I applied online. The process took 2 months. I interviewed at Indeed (Austin, TX) in Oct 2017
Interview
Applied for a job with the Indeed assessments team (formerly Interviewed.com). Started with a phone screen, then a paid ($300) work sample lasting up to 8 hours. Payment was through PayPal.
After the work sample, I was told to contact them the next week to schedule the next phase of the interview. I contacted them twice the next week and didn't hear back. Upon contacting again after 2 weeks, we were able to schedule the next part of the interview.
The second part of the interview was two days of paid contract work. I was told it would be $75/hr, 8 hours a day. At the end of the first day, I was told by the reviewer that I "pretty much nailed it" and would be contacted the next morning on scheduling the second day. The next morning I got a denial letter, which also asked for my Upwork profile to initiate payment.

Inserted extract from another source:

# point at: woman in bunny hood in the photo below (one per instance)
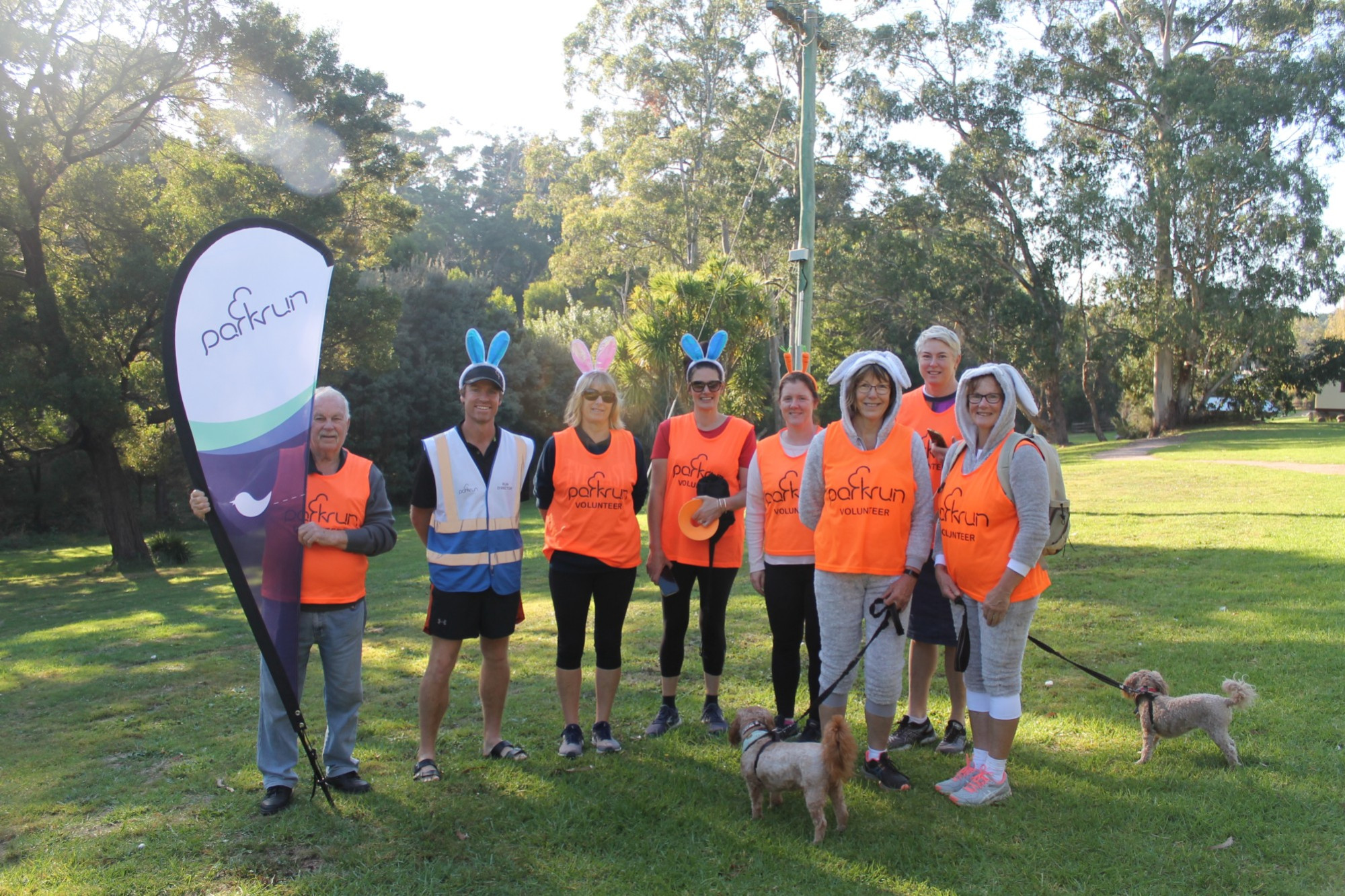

I asked for feedback, and received a canned response saying they had no specific feedback and that I had done well, but was "up against other strong candidates".
I have never used Upwork, and was paid for the last phase through PayPal. After telling the hiring manager this, he told me that Upwork was their only sanctioned form of payment.
Upon creating an Upwork account, I found out that Upwork would take $110 of the $600 payment. I also had to go through Upwork's verification process 3 times before they would unlock my account. After finally being "paid", I found out that Upwork would hold the payment in escrow for 6 days.
The actual interview process itself was quite good. The sample project and work contract were well coordinated, once I actually got a reply on the scheduling. Forcing people to go through Upwork, however, is completely unacceptable.